There’s a condition called nurse maid’s elbow, also known as a radial head subluxation It’s something many parents have unintentionally caused, where you grab a kid’s arm and pull their elbow out of place. This can happen when you’re trying to stop them from running in front of a car or falling down the stairs. Usually it happens to kids under five and most parents wind up feeling really awful. It doesn’t take much force, and it’s rarely intentional. What is so amazing about nursemaid’s elbow is that the ligaments are still soft and loose and it is actually the body’s natural defense against a more serious injury. It’s painful and unpleasant, but it is not a dislocated shoulder, a broken collar-bone, or a fractured arm.
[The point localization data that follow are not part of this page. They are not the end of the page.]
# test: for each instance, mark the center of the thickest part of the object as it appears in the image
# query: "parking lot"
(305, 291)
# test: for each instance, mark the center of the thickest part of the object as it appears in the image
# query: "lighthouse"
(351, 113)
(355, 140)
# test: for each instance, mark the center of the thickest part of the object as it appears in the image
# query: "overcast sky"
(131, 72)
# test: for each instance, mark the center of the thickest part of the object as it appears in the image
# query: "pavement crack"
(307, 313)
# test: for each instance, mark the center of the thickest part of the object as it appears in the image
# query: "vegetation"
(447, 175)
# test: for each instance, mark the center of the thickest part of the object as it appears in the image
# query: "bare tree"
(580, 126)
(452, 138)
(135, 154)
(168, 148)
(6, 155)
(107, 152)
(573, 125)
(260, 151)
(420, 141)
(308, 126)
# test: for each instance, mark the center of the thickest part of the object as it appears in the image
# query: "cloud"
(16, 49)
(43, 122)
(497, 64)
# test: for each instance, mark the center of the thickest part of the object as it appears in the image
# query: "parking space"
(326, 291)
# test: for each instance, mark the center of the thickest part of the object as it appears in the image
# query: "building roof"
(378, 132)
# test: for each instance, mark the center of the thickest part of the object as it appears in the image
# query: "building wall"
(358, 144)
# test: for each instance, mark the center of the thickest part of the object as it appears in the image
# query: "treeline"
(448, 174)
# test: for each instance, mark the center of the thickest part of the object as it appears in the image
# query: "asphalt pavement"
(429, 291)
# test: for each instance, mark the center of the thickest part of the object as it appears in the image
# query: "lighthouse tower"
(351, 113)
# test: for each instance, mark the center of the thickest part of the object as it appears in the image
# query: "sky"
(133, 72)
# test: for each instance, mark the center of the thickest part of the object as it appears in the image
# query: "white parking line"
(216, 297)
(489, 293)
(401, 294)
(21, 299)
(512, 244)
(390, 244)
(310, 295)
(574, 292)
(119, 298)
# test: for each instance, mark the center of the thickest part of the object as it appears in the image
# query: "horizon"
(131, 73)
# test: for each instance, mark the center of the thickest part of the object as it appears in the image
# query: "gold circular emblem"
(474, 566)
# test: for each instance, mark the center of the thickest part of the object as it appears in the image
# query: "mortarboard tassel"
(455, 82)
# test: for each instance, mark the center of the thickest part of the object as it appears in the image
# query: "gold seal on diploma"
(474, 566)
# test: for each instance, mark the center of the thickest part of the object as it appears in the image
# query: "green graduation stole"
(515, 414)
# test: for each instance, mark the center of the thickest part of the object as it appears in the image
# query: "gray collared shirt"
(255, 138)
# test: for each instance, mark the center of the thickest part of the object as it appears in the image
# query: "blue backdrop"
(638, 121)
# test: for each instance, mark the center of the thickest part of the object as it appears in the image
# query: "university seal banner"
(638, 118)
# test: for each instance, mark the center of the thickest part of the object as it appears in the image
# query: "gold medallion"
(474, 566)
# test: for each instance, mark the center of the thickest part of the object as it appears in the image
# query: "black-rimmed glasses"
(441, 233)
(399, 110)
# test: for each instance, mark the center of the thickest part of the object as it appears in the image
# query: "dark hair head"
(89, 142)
It is actually a miraculous design, like a shock absorber. Kids don’t come with a handle, so their arms are designed to withstand clumsy parents, who are often trying to save them from complete disaster.

I never actually popped a kid’s elbow, but I know many parents who accidentally have. I did once grab my daughter by her pony tails however, when she decided to step off a dock and go swimming in the middle of winter. She had her snow suit and snow boots on and moment the water saturated them, it became a powerful force pulling her down. Thank goodness for those pony tales which she did not appreciate at the time, but it took everything I had to pull her out.

I’ve never of forgotten those pony tales, the little plastic balls, the rubber grippers, the non skid they provided in the slippery water. She was unharmed, although quite mad at me for pulling her hair.

Just reminiscing today about children, about how they are so wonderfully and fearfully made, fragile and yet resilient.